Trata-se de um clássico road trip movie que guarda evidentes semelhanças a Conduzindo Miss Daisy, vencedor do Oscar de Melhor Filme de 1990, no qual uma senhora é conduzida por um chauffeur afro-americano. Em Green Book – O Guia, contudo, a premissa é invertida, o que permite alterações na dinâmica interpessoal, vez que altera a dinâmica de poder envolvida.

Nesse sentido, o embate inicial entre os personagens principais é claro, a começar pela mentalidade racista de Tony. Há, assim, uma resistência inicial em aceitar o cargo, uma vez que significaria estar em uma posição subordinada a um homem negro. Ao mesmo tempo, Dr. Don Shirley tem dificuldades em lidar com os maneirismos simplistas de seu motorista, que, de forma recorrente, falha em manter a etiqueta e dignidade necessária em momentos de tensão.

Contudo, por mais que o longa seja bem sucedido no relacionamento entre seus dois atores principais, há que se reconhecer a problemática no que diz respeito à abordagem da temática racial. Isto porque a narrativa jamais ingressa em questões mais sensíveis, ao contrário, parece temê-las, de modo que se mantém em um terreno incrivelmente superficial.
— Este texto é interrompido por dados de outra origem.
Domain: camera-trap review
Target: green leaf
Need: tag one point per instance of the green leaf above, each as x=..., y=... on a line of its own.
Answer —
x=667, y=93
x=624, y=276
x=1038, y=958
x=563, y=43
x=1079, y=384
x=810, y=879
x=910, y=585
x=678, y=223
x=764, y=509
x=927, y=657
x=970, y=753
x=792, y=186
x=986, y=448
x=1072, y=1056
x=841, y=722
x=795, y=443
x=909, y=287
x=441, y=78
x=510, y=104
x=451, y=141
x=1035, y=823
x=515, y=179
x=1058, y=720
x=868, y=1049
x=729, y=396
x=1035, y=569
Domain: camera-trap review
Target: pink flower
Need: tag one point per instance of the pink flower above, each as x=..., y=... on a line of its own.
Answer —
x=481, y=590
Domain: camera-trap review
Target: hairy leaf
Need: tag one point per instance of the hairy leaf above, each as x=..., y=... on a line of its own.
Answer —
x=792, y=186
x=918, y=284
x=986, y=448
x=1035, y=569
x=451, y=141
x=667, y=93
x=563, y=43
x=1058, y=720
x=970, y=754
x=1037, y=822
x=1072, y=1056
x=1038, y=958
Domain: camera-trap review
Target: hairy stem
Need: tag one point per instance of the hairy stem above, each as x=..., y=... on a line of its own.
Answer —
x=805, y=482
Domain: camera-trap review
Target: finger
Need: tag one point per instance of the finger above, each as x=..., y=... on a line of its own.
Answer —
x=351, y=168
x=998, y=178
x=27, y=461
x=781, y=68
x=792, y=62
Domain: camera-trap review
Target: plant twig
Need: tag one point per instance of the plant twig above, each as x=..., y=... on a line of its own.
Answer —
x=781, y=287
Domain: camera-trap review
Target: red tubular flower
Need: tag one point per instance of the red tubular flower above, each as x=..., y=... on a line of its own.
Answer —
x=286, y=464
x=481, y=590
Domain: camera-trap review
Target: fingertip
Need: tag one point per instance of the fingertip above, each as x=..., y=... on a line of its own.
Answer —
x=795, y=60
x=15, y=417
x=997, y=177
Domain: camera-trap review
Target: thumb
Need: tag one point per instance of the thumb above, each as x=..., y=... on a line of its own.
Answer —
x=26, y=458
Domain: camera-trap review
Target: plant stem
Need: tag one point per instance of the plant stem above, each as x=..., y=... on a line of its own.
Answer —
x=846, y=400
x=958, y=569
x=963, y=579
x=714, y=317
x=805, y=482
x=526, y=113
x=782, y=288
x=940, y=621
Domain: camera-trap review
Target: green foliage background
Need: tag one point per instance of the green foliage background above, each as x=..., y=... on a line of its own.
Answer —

Por mais que o objetivo do filme não seja uma reflexão profunda, como se tem, por exemplo, em Corra!, poderia haver mais esforço nesse segmento. A título exemplificativo, atualmente disputa protagonismo em premiações internacionais com Pantera Negra e Infiltrados na Klan, histórias que também abordam o tema, contudo, de maneira mais madura, respeitando a sua importância.

Essa ausência de foco prejudica a obra como um todo, uma vez que se vende como algo reflexivo. Assim, há uma incongruência entre aquilo que o filme se propõe a fazer e aquilo que, efetivamente, entrega ao espectador. Dessa forma, por mais que conte, de fato, com momentos cômicos e, ainda, dramáticos, jamais encontra uma direção na qual fique confortável, motivo pelo qual não se destaca da maneira que, claramente, queria. Ademais, a sua incrível previsibilidade torna a jornada um tanto quanto monótona.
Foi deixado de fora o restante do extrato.